Despite the repeated job advertisements, and working conditions which at least on paper seemed attractive, voluntary applications to move to Germany were extremely rare in all the provinces.

Therefore, having carried out the census, updated several times, of the potential working population, on the basis of the lists prepared by the municipalities and sent to the Employment or Labour Offices, the recruitment of manpower by conscription was adopted. In some areas, for example in Padua, employees took action against the provisions, and the doctors in charge of examining the conditions of the recruited civilians tended to certify them as unsuitable for work in the Reich. Furthermore, some podestà and prefectural commissioners were accused of intentionally compiling lists composed almost entirely of prisoners of war interned in Germany, invalids, workers with family responsibilities and employees in protected industries.

In Polesine, the conscription of female labour for agricultural work gave rise to manifestations of hostility and resistance, with women preferring to be arrested and taken to prison. Elsewhere, armed with sticks, they prevented the men from showing up for their pre-departure medical examinations.

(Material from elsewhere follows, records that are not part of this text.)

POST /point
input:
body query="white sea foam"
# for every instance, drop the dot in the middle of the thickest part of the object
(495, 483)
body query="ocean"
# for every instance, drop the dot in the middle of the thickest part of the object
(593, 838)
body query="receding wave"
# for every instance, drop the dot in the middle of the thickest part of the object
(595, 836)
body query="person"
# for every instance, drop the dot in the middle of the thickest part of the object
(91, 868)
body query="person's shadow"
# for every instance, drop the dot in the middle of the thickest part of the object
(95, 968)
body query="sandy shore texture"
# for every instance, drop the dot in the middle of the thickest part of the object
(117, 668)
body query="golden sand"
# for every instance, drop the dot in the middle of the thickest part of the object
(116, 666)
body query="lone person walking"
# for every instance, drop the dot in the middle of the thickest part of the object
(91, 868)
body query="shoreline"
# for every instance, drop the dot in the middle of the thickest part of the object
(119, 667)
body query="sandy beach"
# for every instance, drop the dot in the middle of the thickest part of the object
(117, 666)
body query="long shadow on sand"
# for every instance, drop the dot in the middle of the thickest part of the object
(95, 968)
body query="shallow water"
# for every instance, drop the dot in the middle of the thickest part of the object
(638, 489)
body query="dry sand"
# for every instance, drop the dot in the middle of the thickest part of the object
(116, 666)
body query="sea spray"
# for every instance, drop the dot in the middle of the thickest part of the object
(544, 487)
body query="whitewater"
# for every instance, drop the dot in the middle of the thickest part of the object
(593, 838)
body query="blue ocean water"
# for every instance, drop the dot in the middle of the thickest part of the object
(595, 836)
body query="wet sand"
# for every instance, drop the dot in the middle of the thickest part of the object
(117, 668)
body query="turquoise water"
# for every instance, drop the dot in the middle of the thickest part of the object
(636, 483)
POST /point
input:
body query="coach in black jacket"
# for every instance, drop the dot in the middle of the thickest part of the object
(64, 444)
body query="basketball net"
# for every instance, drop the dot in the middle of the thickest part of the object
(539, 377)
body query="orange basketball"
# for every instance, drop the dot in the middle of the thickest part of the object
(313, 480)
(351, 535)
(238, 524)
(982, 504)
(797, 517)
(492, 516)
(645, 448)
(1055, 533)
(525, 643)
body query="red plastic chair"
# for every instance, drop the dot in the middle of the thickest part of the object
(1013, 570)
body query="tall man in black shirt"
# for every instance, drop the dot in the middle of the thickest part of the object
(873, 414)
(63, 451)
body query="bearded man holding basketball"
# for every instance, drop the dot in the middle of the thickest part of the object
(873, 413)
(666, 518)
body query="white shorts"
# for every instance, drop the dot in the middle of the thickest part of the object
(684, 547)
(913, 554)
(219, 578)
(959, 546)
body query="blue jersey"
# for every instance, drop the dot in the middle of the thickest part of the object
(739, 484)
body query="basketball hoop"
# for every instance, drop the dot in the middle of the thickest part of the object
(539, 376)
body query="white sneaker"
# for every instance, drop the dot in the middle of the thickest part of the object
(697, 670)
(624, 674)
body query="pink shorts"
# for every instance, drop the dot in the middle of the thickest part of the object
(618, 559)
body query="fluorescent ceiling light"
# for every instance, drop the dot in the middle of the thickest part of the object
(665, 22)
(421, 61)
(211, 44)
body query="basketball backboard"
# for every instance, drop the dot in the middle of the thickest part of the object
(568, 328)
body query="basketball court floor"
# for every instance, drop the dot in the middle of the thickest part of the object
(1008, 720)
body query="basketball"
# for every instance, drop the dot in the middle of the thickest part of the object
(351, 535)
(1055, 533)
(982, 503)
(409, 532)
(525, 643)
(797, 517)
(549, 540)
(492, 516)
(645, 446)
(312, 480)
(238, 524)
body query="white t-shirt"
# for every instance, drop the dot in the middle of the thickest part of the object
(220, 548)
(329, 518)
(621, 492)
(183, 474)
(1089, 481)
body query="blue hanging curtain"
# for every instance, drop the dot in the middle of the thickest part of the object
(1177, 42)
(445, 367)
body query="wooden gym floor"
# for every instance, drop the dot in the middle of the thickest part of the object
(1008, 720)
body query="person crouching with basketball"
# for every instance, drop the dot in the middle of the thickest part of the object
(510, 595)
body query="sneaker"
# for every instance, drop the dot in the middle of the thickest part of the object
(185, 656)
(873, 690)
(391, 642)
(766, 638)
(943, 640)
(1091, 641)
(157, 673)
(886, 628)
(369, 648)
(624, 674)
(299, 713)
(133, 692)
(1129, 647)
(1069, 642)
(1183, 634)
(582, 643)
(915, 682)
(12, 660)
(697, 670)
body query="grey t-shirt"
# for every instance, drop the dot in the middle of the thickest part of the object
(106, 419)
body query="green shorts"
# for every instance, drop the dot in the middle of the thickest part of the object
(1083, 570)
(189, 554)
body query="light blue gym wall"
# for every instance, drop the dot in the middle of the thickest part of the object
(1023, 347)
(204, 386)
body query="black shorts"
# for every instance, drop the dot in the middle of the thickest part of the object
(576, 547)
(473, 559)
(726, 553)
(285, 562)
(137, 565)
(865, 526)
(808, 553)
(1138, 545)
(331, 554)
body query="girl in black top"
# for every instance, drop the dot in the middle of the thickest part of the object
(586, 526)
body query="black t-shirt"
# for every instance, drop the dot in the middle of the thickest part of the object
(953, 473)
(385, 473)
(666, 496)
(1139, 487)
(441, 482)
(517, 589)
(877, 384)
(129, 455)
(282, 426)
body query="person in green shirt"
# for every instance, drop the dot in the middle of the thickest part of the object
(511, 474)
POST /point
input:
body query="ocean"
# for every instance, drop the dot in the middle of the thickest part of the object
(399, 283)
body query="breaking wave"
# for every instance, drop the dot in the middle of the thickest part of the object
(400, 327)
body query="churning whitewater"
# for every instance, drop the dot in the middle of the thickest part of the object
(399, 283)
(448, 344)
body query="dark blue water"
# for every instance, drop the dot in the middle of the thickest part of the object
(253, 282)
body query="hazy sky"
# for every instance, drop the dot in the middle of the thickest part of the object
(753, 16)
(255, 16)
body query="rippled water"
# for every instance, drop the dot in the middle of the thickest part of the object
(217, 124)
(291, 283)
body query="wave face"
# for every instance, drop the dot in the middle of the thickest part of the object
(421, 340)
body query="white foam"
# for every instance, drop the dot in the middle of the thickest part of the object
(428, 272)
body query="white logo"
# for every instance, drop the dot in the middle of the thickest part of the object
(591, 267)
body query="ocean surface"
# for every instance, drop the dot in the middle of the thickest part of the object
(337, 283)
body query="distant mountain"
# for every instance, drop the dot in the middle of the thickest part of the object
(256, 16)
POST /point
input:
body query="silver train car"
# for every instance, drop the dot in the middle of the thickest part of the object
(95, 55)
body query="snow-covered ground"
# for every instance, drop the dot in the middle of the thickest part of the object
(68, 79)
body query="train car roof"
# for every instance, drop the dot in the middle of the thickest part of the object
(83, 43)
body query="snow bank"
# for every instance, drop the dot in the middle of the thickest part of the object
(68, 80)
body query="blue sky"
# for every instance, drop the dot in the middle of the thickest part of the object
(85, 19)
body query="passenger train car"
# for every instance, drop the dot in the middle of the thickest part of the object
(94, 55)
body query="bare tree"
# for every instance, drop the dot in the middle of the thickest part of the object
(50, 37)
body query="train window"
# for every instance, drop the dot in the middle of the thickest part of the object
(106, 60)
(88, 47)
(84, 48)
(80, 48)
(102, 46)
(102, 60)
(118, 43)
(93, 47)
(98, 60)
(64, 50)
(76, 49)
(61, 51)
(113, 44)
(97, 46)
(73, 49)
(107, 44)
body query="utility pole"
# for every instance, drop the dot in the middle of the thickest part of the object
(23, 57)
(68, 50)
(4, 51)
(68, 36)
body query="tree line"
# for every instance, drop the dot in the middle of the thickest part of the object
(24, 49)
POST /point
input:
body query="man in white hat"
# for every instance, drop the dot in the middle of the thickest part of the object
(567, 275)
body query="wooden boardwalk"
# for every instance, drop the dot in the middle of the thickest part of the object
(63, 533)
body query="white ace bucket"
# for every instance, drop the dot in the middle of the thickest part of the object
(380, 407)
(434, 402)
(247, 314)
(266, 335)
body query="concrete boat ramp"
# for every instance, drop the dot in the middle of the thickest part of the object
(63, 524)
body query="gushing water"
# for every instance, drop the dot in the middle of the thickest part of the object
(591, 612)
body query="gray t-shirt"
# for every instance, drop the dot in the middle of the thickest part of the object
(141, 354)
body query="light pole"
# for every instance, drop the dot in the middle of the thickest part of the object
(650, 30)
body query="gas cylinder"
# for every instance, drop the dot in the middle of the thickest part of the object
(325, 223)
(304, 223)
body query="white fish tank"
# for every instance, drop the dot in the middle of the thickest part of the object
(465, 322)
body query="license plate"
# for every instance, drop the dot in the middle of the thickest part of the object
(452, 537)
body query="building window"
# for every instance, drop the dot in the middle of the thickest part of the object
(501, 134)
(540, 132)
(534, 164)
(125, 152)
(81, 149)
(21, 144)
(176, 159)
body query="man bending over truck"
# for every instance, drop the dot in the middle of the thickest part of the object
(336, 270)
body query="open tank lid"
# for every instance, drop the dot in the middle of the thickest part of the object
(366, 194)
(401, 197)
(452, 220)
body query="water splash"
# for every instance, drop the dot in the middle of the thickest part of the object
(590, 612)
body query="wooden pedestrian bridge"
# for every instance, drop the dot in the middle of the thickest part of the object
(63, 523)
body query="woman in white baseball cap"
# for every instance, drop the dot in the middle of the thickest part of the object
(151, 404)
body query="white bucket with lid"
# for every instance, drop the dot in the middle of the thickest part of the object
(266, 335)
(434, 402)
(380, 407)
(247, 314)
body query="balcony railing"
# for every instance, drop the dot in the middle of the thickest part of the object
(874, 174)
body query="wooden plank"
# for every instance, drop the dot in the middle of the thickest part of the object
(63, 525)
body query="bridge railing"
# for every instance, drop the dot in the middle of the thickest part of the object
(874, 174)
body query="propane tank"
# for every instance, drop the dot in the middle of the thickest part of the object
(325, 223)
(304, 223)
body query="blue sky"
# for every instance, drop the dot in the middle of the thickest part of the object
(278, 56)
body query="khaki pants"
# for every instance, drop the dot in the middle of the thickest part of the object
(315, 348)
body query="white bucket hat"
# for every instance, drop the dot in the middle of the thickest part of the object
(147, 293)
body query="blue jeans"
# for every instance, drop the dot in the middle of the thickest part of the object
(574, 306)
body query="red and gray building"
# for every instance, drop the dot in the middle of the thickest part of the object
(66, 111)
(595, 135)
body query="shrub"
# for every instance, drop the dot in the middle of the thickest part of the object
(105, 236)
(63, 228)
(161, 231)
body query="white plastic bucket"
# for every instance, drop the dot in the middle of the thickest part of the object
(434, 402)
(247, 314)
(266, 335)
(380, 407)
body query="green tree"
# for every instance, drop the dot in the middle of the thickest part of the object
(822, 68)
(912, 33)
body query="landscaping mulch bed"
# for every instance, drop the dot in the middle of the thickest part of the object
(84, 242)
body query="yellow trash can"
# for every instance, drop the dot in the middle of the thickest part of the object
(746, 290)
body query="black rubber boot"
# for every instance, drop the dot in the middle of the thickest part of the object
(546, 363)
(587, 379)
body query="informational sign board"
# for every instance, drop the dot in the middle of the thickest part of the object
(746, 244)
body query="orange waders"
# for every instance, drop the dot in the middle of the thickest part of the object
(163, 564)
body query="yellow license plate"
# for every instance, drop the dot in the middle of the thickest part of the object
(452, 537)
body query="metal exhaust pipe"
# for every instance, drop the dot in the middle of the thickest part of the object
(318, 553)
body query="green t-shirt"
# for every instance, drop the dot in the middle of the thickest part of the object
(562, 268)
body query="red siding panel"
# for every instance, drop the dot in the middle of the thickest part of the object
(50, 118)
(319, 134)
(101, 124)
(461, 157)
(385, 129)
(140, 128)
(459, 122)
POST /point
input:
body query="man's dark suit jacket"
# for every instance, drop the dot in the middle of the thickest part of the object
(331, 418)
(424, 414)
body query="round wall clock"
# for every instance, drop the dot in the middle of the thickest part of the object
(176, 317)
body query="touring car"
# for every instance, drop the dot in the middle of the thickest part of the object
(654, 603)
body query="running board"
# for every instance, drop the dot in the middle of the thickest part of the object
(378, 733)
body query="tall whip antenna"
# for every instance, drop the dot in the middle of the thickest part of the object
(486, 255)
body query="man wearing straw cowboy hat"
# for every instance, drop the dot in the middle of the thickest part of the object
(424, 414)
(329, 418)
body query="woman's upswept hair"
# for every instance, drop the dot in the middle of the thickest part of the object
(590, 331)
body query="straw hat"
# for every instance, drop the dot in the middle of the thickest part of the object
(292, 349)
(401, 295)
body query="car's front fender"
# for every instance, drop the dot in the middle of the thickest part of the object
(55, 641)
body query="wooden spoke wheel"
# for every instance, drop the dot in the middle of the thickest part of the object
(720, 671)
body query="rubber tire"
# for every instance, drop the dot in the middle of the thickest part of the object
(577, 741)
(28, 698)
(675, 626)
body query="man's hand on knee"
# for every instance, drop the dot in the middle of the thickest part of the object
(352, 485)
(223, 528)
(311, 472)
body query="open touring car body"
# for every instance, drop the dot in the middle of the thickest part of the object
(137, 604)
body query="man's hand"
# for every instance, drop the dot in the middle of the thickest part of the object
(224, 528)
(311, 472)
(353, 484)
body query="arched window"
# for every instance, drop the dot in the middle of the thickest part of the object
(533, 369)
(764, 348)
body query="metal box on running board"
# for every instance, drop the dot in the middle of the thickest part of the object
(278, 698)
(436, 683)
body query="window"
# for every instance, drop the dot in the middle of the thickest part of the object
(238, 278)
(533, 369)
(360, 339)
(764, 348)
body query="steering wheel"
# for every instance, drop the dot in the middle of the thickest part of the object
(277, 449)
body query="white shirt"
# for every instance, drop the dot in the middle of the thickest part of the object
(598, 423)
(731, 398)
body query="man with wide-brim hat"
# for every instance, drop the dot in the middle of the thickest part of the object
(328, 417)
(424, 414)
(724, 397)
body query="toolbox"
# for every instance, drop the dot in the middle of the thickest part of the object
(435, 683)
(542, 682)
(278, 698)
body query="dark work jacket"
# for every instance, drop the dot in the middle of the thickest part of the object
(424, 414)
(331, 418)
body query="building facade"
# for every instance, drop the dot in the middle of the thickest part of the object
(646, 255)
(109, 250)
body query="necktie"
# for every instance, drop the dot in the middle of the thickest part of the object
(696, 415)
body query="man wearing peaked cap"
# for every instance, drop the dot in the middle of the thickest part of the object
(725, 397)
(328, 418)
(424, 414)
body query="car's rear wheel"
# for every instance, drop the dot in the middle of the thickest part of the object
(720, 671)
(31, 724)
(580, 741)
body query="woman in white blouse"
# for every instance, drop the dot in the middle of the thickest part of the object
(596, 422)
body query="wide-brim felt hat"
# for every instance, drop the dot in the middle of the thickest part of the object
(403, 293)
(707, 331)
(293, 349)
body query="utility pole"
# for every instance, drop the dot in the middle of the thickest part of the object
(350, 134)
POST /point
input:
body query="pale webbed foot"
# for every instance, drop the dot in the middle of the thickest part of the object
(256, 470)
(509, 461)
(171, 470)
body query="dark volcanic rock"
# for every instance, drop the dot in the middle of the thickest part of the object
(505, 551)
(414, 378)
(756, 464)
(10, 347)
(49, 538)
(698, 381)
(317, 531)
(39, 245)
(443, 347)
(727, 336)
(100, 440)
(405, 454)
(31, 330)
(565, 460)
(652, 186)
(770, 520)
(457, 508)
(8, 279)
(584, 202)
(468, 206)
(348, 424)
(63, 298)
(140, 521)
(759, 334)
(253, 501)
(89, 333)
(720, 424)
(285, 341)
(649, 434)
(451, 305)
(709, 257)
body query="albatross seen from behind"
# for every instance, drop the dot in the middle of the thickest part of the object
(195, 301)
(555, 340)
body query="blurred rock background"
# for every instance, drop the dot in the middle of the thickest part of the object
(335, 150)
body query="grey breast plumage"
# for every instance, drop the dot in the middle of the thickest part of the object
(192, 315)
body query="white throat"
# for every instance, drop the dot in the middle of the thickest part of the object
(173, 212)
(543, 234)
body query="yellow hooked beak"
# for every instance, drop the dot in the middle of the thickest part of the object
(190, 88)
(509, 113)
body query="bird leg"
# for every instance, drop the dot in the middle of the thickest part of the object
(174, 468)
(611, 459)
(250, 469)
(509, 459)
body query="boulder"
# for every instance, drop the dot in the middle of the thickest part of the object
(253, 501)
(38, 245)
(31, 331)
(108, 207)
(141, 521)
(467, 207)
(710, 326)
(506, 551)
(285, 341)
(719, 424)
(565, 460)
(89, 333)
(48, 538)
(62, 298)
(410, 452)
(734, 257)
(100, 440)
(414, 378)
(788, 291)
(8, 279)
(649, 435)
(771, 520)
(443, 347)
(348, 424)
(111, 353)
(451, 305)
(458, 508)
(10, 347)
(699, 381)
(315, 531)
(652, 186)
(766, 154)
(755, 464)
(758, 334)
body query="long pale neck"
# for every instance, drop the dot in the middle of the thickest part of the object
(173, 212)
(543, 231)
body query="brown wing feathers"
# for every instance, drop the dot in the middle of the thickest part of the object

Also in Treviso, “voluntary” recruitment operations, the mobilisation of military service conscripts and the use of other forms of conscription brought in fewer workers than expected: fewer than 500 people in the period between October 1943 and May 1944, including a significant contingent of women, mostly agricultural workers.

The conscription of manpower from the industries of the Vicenza area provoked a series of strikes in March 1944, which ended with agreements between the occupiers and the workers, on the basis of which the forced conscription of women would be suspended. Also in Porto Marghera, the continuous conscriptions of workers were met in the spring of 1944 with strikes. These were repressed with severity, and incarceration, and the subsequent transfer to the Reich’s labour camps or prisons were the most frequent punitive measures.

During the summer of 1944, dragnets and roundups of civilians took place in various areas of the region, allowing the occupiers to recruit a large number of workers to be allocated to neighbouring areas or to be transferred beyond the Brenner Pass; this strategy was combined with anti-partisan repression and involved the cooperation of personnel loyal to the Social Republic.

Finally, there were large-scale operations in the Treviso and Venice areas by Organisation Todt and the RSI’s Labour Battalions for the recruitment of forced labour for use locally in the construction of anti-tank trenches and other defence systems.